Wrap every unittest.TestCase in suite so that each test run is recorded as an OpenTelemetry trace span.

Also wraps setUpClass/tearDownClass (as standalone broadcast spans) and setUp/tearDown (as sub-spans within the test run span) when the class defines them.

Intended to be called from a load_tests hook:

from bsb_otel.testing import wrap_tests_with_traces


def load_tests(loader, tests, pattern):
    suite = loader.discover("tests")
    wrap_tests_with_traces(suite)
    return suite

Module contents

BSB OpenTelemetry integration package.

Entry-point DMZ. This module is loaded eagerly by opentelemetry-instrument whenever it discovers any of bsb_otel’s entry points (env vars, exporters, distro). Keeping this file empty — no module-level imports beyond the standard library — guarantees the DMZ rule: nothing here can drag in bsb, which would fire MPI_Init prematurely.
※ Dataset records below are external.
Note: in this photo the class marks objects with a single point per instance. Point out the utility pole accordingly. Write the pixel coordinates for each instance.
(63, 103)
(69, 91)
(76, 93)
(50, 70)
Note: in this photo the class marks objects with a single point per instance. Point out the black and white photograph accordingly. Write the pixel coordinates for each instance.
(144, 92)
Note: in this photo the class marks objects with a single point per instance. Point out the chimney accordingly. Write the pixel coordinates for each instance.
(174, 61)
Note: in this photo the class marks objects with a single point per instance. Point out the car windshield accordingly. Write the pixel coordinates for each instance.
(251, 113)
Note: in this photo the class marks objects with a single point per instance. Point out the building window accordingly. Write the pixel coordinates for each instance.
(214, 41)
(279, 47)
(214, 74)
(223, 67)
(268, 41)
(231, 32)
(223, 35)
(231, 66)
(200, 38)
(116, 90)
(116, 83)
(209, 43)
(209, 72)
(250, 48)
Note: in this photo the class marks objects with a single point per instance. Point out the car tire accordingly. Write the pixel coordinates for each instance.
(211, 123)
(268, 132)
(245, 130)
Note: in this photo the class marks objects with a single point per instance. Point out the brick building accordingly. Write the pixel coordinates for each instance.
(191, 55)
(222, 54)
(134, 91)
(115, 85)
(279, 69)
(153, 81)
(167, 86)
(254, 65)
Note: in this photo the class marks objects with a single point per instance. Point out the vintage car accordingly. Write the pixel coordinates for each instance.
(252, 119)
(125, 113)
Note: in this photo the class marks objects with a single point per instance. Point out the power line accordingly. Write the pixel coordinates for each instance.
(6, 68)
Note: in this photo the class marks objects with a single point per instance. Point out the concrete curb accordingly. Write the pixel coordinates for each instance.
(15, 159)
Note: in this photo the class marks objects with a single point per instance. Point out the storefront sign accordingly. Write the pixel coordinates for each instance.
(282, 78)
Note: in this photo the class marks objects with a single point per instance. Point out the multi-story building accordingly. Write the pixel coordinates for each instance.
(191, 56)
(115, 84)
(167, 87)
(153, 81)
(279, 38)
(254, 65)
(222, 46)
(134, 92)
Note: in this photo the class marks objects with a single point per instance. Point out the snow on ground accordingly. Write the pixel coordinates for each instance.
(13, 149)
Under opentelemetry-instrument’s two-phase startup (entry-point discovery before execl, then sitecustomize after), a too-early MPI_Init runs twice and exhausts the SLURM PMI slot — the second init fails with PMI2 error 14.

The DMZ rule: no top-level bsb* import in this file or any module reachable from a registered entry point (bsb_otel._otel_env, bsb_otel.exporters, bsb_otel._distro). Transitive imports through bsb are unpredictable — bsb.services may get pulled in by something seemingly innocent — so the rule forbids bsb entirely, not just bsb.services.

Public API: import directly from the submodule that owns each symbol:

from bsb_otel.tracer import BsbTracer, get_bsb_tracer
from bsb_otel.tracer import local_tracing, use_communicator
from bsb_otel.tracer import TerminationError, ensure_spans_on_exit
from bsb_otel.exporters import JSONLinesSpanExporter
from bsb_otel.replay import replay_files
from bsb_otel.testing import OTelFixture